Osteoporosis is a disease characterized by a decrease in bone mass, which in turn causes the architecture of bone tissue to become fragile. This can then increase the possibility of fractures, making even the slightest of knocks potentially fatal for sufferers.
Olive oil supplementation was found to positively affect the thickness of bones. Olive oil will not be the only solution in the continuing fight against postmenopausal osteoporosis, however, scientists have concluded that it is a very promising candidate for future treatments of the disease.
It is common knowledge that olive oil and the Mediterranean diet confer a multitude of health benefits. But what about emotional health benefits? According to Spanish researchers from the University of Navarra and Las Palmas de Gran Canaria, a diet rich in olive oil can protect from mental illness. Researchers recently discovered that a higher intake of olive oil and polyunsaturated fats found in fatty fish and vegetable oils was associated with a lower risk of depression. The findings suggested that cardiovascular disease and depression may share some common mechanisms related to one's diet.
Another recent study found that olive oil, along with other components of a Mediterranean diet, may contribute to the prevention of malignant melanoma. The most dangerous type of skin cancer may be slowed down by the consumption of olive oil, which is rich in antioxidants, the researchers found.
The use of sunscreen remains the best way to prevent sunburn and shield the skin from the harmful effects of the sun’s UVA and UVB rays. However, “Going Greek” and consuming olive oil and other Mediterranean food staples, could help counter the oxidizing effect of the sun.
Only three in every 100,000 residents of countries in the Mediterranean develop any form of skin cancer. The figure is low, especially when considering the warm climate in the region. In Australia, the figure is 50 in every 100,000 residents.
Breast cancer is the most common type of cancer in western countries. While a diet rich in fats is directly related to higher incidence of cancer, some types of fats can actually play a protective role against the development of these tumors, Such is the case of virgin olive oil which is rich in oleic acid, a mono-unsaturated fatty acid and contains several bioactive compounds such as antioxidants.
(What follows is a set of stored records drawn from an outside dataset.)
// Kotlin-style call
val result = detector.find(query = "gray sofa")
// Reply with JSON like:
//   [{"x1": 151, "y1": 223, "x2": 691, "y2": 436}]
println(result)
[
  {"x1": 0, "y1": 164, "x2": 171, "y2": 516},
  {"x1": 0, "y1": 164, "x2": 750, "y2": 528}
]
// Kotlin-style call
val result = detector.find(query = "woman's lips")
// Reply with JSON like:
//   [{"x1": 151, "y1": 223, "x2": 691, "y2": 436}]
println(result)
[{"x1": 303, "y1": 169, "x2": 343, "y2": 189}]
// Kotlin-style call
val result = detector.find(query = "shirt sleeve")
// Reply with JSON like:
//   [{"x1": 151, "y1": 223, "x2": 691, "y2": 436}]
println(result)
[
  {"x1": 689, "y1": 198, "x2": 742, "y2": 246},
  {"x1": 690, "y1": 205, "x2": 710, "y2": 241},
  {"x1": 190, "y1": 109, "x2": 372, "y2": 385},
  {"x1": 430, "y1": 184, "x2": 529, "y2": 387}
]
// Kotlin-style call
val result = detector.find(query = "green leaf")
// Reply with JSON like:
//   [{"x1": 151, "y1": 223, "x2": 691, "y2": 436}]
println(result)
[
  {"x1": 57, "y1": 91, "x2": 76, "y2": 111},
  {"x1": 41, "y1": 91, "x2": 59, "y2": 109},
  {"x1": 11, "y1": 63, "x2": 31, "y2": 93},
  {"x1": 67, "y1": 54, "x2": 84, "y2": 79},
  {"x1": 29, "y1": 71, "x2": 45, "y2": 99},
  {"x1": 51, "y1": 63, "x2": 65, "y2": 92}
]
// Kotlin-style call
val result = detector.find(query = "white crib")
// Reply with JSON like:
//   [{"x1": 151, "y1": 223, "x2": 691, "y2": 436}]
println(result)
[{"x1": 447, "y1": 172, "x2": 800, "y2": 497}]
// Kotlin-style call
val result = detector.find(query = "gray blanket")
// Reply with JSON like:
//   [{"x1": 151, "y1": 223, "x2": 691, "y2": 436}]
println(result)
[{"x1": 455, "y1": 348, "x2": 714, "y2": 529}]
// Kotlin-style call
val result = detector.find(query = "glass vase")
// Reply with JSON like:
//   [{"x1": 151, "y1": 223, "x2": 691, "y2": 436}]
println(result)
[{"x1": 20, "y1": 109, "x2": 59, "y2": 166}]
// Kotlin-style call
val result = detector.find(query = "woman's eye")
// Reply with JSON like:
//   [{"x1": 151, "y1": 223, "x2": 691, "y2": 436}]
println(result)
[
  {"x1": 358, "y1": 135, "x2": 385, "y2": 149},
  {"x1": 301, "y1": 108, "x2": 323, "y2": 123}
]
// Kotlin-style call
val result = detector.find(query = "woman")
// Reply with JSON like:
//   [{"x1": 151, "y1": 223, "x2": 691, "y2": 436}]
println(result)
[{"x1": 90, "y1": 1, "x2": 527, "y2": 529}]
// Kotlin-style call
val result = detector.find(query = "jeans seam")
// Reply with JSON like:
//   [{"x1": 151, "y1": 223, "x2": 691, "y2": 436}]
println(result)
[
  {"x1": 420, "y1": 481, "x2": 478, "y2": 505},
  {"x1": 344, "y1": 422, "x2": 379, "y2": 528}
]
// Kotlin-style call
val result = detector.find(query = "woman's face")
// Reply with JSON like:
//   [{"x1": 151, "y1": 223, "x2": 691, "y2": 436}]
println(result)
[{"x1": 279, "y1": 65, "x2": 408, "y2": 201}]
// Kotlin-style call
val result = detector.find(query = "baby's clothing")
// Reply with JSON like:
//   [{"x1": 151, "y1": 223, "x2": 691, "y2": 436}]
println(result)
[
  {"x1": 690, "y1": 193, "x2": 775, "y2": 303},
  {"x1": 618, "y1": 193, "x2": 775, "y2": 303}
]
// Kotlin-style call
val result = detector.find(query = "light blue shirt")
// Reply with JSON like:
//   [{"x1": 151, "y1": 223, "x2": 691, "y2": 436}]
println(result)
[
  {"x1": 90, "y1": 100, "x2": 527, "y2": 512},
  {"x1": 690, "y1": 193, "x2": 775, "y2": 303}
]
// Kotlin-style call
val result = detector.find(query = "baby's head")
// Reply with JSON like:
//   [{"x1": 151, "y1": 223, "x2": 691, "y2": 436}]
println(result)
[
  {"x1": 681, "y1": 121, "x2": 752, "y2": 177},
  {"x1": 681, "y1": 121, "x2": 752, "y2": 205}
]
A moderate and regular intake of virgin olive oil, characteristic of the Mediterranean diet, is associated with a low incidence of specific types of cancer, including breast cancer, as well as with having a protective role against coronary diseases and other health problems,
Numerous studies, including one recently published in the journal Chemical Neuroscience, showed that the oleocanthal in extra virgin olive oil has the potential to reduce the risk of Alzheimer’s disease and the cognitive decline that comes with aging.
Most vegetable oils, including corn, soy, and canola, are extracted from the seeds using solvents, such as Hexane, and heat. The resulting extracted oils are rancid and must be bleached and deodorized in order to make them edible for human consumption. These processes destroy any natural nutrients and produce free radicals that can contribute to a host of diseases. In comparison, Extra Virgin Olive Oil is a natural fruit juice containing polyphenols, the valuable antioxidants found in no other edible oil, which is thought to be responsible for the low incidence of heart disease associated with the Mediterranean diet.